Ich hab mal die Gunst der Stunde genutzt und noch ein bisschen recherchiert.

Im folgenen ein paar Luftaufnahmen, allesamt dem Portal 'remonterletemps' entnommen (https://remonterletemps.ign.fr/)



Bild aus dem Jahr 1946. Das Depot war noch aktiv, die 2. Drehscheibe ist gut zu erkennen (nur Freistände) und auch das Überwerfungsbauwerk mit Wechsel von Rechts- auf Linksverkehr ist gut zu erkennen
(Quelle: https://remonterletemps.ign.fr/telecharg...issions.4972617)
(Ergänzungen Beitragsverfasser)



Bild aus dem Jahr 1958. In der Zeit muss das Depot aufgelöst worden sein. Die 2. Drehscheibe ist scheinbar schon nicht mehr aktiv.
(Quelle: https://remonterletemps.ign.fr/telecharg...issions.4982745)


Bild aus dem Jahr 1967. Die Vegetation greift im Bereich der 2. Drehscheibe schon um sich.
(Quelle: https://remonterletemps.ign.fr/telecharg...issions.4978701)

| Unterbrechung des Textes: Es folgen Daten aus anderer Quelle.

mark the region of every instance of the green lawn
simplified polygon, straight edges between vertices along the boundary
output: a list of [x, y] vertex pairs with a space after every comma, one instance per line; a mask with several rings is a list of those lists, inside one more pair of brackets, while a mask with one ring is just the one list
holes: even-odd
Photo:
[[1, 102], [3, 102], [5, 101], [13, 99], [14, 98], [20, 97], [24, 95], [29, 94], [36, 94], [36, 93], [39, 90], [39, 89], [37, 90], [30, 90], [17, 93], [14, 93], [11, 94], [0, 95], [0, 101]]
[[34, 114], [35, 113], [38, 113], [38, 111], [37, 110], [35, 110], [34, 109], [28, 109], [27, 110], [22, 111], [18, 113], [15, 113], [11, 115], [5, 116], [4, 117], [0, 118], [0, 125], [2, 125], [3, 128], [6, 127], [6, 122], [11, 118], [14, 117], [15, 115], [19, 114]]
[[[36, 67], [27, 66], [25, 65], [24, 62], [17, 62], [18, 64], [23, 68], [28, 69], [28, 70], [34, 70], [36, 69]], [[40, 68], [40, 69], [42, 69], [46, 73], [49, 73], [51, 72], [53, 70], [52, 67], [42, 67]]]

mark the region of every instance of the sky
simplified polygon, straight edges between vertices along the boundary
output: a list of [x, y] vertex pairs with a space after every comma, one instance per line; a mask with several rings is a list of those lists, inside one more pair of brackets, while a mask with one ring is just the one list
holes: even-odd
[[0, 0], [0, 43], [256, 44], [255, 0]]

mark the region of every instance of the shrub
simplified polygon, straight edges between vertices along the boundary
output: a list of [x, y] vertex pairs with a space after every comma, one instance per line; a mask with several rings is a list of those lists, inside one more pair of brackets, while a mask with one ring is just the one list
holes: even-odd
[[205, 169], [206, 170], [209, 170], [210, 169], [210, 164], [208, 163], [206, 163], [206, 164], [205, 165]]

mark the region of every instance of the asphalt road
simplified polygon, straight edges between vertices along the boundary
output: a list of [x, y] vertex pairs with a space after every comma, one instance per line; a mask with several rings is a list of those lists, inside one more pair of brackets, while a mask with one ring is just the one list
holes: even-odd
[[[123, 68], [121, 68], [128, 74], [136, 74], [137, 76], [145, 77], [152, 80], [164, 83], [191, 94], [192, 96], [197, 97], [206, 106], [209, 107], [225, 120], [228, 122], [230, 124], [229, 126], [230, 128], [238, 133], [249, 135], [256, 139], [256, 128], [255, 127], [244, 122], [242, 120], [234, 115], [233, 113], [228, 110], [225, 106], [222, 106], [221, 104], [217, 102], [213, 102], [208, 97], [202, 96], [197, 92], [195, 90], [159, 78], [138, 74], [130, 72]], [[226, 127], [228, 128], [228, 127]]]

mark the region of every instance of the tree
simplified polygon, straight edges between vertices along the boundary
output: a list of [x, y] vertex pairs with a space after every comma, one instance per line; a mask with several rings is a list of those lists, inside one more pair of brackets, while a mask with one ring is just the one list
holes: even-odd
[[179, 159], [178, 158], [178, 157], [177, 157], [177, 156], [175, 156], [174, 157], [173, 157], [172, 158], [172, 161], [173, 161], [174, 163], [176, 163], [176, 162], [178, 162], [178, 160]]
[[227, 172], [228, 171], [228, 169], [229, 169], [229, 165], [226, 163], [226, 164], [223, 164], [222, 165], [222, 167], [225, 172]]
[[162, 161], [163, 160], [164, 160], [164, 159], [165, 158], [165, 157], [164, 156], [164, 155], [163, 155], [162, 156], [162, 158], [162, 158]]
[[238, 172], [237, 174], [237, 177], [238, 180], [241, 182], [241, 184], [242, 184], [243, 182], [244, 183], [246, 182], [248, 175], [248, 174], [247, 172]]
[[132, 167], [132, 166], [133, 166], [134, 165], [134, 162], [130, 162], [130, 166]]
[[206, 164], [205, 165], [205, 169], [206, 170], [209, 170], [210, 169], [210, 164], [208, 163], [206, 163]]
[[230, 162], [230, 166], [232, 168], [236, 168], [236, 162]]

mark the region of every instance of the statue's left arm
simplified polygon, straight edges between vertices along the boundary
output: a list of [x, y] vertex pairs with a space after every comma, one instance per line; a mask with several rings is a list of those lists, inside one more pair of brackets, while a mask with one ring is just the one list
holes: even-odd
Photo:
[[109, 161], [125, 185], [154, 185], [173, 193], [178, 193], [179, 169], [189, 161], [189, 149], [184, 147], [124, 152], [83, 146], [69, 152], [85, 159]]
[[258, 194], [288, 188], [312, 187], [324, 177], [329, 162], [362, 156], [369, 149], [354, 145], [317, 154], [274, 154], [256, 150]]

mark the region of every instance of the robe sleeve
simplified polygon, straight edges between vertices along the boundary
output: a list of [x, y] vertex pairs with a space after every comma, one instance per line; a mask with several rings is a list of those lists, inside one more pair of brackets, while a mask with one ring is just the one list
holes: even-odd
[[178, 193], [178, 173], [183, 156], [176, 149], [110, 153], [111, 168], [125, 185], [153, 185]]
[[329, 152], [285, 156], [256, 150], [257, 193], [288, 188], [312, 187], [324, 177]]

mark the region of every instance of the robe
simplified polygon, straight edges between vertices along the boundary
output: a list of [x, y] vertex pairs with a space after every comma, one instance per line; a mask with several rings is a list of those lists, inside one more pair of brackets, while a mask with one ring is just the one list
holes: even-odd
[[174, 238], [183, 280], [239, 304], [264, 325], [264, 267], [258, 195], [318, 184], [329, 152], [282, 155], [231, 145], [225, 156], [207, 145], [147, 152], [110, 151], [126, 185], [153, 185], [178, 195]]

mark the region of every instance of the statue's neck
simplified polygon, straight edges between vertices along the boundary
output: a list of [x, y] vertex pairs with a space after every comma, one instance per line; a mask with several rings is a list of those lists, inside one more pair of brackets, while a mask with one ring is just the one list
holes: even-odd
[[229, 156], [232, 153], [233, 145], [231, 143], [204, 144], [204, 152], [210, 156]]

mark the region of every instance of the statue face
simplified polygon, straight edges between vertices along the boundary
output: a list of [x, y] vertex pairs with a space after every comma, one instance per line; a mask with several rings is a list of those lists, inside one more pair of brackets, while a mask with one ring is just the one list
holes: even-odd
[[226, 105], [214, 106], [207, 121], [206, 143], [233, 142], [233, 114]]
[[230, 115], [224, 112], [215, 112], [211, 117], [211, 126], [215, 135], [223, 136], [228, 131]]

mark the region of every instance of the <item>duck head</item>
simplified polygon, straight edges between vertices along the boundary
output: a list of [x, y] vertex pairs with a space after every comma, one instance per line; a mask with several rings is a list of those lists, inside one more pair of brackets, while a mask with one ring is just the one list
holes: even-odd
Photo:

Bild aus dem Jahr 1979. Die Natur holt sich das Areal zurück.
(Quelle: https://remonterletemps.ign.fr/telecharg...issions.4984600)

Und hier noch ein interessanter YouTube Link. Das Depot mit einer Drohne aufgenommen 2017:
https://www.youtube.com/watch?v=OLFwFbvjQJk

Wenn ich so sehe, wie nah eigentlich der Waldrand ist und wie weit das Dickicht vor zum Bahnhof reicht, dann hab ich da wohl den kompliziertesten Weg der "Anreise" genommen...

Gruß, Stephan

P.S.:
Ergänzend noch zwei Links zu historischen Bildern des Depots.
Einmal ca. 1925 http://railtrash.jalbum.net/Benestroff/s...P.Maillet2.html
Und hier im Jahr 1976 http://railtrash.jalbum.net/Benestroff/s...76%20kopie.html

Trainbleu Offline




Beiträge: 165

09.02.2021 23:31
#4 RE: Depot Bénestroff Antworten

Hallo Stephan,

vielen Dank für das Update vom Depot Bénestroff.
Sobald man wieder reisen kann, würde ich es mir gerne mal ansehen. Warten wir es ab.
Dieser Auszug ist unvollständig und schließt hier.